Meg’s first ever adult book in the Princess Diaries series, Royal Wedding, will be available in Summer 2015, along with an installment of the series for younger readers, From the Notebook of a Middle School Princess. Remembrance, a new book in the Mediator series, will be available in 2016.
Meg Cabot (her last name rhymes with habit, as in “her books can be habit forming”) currently lives in Key West, Florida with her husband and various cats. If you see her husband, please do not tell him that he married a fire horse, as he has not figured it out yet.

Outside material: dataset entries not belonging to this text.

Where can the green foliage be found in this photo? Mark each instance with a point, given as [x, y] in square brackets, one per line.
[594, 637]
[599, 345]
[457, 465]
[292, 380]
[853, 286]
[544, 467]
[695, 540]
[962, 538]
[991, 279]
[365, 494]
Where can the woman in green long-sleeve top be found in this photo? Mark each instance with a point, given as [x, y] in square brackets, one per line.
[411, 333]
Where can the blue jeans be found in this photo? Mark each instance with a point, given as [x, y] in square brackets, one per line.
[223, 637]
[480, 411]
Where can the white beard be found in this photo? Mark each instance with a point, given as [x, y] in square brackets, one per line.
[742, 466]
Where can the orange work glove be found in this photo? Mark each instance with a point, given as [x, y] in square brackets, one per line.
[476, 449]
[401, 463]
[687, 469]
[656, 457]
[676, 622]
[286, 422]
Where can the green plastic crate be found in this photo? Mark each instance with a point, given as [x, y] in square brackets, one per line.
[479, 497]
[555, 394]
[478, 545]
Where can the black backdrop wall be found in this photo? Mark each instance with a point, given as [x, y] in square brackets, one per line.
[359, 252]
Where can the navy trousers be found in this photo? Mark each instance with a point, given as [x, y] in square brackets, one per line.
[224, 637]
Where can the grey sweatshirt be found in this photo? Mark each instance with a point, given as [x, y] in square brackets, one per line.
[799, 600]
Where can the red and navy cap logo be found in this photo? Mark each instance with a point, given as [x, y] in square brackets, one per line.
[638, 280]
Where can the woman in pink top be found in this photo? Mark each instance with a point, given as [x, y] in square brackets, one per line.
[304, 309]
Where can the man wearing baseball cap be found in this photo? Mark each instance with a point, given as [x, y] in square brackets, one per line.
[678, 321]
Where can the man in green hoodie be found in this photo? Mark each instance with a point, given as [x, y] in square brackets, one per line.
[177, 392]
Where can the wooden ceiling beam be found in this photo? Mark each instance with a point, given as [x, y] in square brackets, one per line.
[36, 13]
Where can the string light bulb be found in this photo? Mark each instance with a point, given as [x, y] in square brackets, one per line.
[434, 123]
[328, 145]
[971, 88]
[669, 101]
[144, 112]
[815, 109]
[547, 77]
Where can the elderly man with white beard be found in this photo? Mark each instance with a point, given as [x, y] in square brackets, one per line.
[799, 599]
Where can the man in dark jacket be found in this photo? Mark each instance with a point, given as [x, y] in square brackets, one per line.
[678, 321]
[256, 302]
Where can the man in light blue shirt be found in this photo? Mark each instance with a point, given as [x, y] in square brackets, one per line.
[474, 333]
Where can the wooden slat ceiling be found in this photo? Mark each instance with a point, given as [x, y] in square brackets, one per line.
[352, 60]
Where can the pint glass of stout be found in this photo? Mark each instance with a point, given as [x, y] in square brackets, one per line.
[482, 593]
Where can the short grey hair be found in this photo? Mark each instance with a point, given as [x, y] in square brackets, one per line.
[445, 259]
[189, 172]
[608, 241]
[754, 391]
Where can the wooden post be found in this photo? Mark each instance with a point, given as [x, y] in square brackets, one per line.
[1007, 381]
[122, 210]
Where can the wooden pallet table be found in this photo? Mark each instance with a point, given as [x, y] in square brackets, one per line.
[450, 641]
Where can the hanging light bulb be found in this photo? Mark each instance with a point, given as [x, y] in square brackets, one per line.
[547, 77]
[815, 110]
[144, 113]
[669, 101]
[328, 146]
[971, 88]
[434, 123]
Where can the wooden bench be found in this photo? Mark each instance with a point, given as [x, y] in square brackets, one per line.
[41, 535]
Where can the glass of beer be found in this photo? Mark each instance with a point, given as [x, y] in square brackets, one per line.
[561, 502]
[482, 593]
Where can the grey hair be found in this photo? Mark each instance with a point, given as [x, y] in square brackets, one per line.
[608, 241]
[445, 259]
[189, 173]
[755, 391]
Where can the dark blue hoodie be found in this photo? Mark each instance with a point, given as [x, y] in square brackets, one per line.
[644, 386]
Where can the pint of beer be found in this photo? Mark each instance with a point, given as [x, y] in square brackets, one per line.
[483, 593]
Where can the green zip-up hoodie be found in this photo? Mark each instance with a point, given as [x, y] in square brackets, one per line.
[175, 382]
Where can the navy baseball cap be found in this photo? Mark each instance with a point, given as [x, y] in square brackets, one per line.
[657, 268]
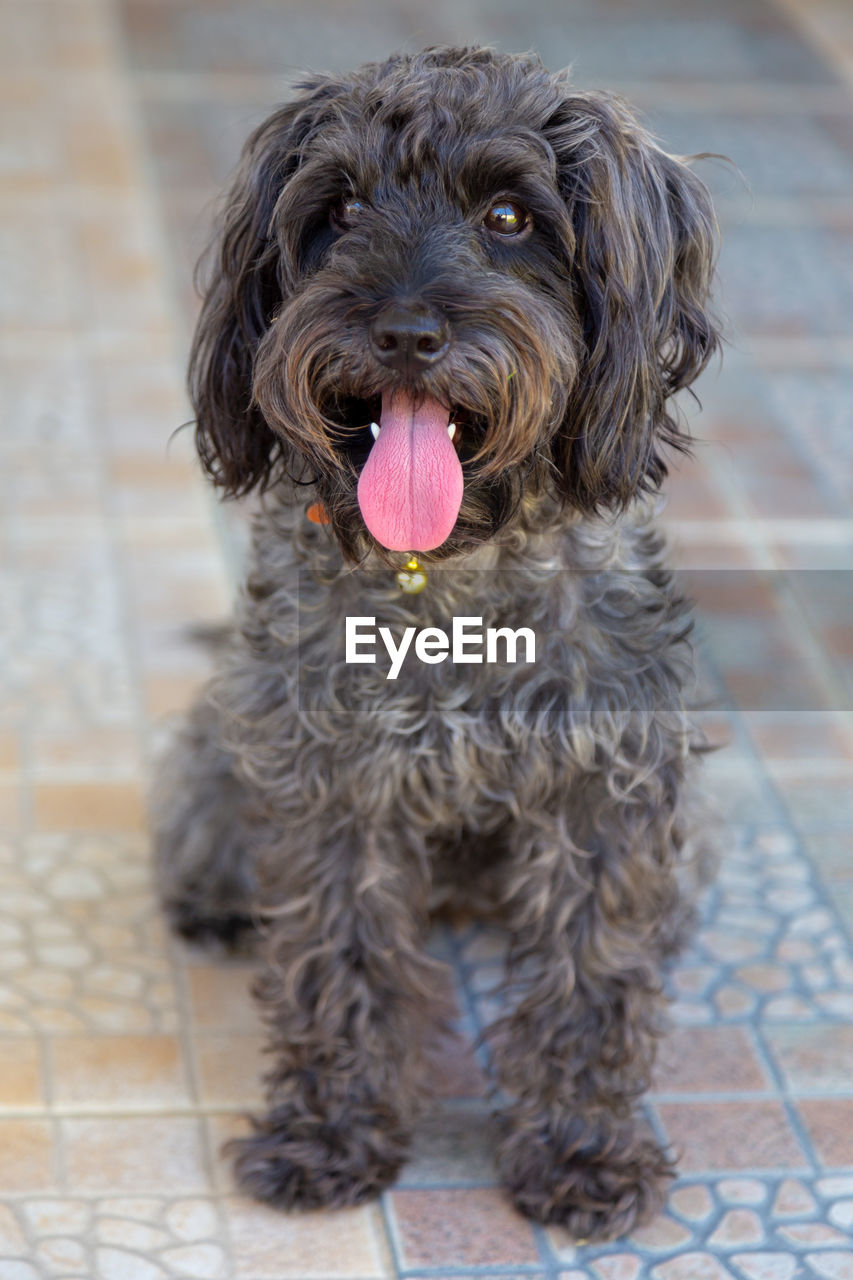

JOHN ‘COREY’ WHALEY grew up in the small town of Springhill, Louisiana, where he learned to be sarcastic and to tell stories. He has a B.A. in English from Louisiana Tech University, as well as an M.A in Secondary English Education. He started writing stories about aliens and underwater civilizations when he was around ten or eleven, but now writes realistic YA fiction (which sometimes includes zombies…). He taught public school for five years and spent much of that time daydreaming about being a full-time writer…and dodging his students’ crafty projectiles. He is terrible at most sports, but is an occasional kayaker and bongo player. He is obsessed with movies, music, and traveling to new places. He is an incredibly picky eater and has never been punched in the face, though he has come quite close. One time, when he was a kid, he had a curse put on him by a strange woman in the arcade section of a Wal-Mart. His favorite word is defenestration. His favorite color is green. His favorite smell is books. He currently lives in Los Angeles.
Where Things Come Back is his first novel.